His group is equipped with a formidable arsenal far bigger and more modern than the national army's, and holds sway over the country's institutions.
Nasrallah has rarely been seen in public since his Shiite movement fought a devastating 2006 war pitting his fighters against Israeli troops.
No one knows where he lives, and the vast majority of his speeches in the past two decades have been televised from a secret location.
The 64-year-old delivered his latest such speech on Thursday, after the communications devices of hundreds of Hizbollah's operatives exploded in an unprecedented attack that the group blamed on Israel.
A gifted public speaker, Nasrallah is a master of cadence, swinging from humour to belittle his enemies to rage to fire up his 100,000-man militia.
The bearded, bespectacled cleric is never seen without traditional robes and the black turban that marks him out as a descendant of the Prophet Mohammed.
He is married and has four surviving children. His eldest son Hadi was killed during a military operation against Israeli troops in south Lebanon in 1997.
He was elected secretary general of Hizbollah in 1992, aged just 32, after an Israeli helicopter gunship killed his predecessor Abbas al-Musawi.
Hizbollah is the only group that refused to give up its weapons after Lebanon's 15-year civil war ended in 1990, and Nasrallah insists that Israel remains an existential threat.
Since Hizbollah's Palestinian ally Hamas attacked Israel on October 7, Hizbollah has battled Israeli troops almost daily along the Lebanon-Israel border.
The unprecedented attacks that this week saw hundreds of Hizbollah members' pagers and walkie-talkies explode across Lebanon on Tuesday and Wednesday have put Nasrallah under huge pressure to respond.

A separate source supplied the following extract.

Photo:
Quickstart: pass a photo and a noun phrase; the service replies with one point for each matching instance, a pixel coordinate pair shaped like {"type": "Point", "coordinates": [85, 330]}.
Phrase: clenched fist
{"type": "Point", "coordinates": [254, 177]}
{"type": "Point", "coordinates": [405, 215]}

Born in Beirut's impoverished northern suburb of Burj Hammud on August 31, 1960, he was one of nine children of a poor grocer hailing from the tiny southern village of Bazuriyeh.
Nasrallah studied both politics and the Quran for three years at a seminary in the Iraqi Shiite holy city of Najaf, before being expelled in 1978 when the Sunni-dominated government turned on Shiite activists.
He then became heavily involved in Lebanese politics and gained much of his early experience in the Shiite Amal militia during the civil war.
But he broke away from Amal when Israeli troops marched on Beirut in 1982 to become one of the founders of Hizbollah.
He acquired his cult status in Lebanon and across the Arab world after Israel withdrew its troops from south Lebanon under relentless Hizbollah attack in May 2000, ending 22 years of occupation of the border strip.
Nasrallah's years at the helm of Hizbollah, or Party of God, have seen the group expand from guerrilla faction into the country's most powerful political force.
Hizbollah is admired by many Shiites in Lebanon for supporting local charities, building up health and education services in its strongholds and assisting the needy among its supporters.
Nasrallah's personal popularity soared across the Arab world after a UN-brokered ceasefire ended the 2006 conflict with Israel, with supporters handing out posters bearing his photograph and declaring "divine victory."
But in divided Lebanon, the movement is also hated, including by those who dream of a nation free from sectarianism and where the rule of law prevails.
His reputation in the Arab world took a major blow during the Arab Spring protests of 2011, when he sent fighters to neighbouring Syria to prop up President Bashar al-Assad's regime.
Nevertheless, there is no doubt that Nasrallah is the most powerful man in Lebanon.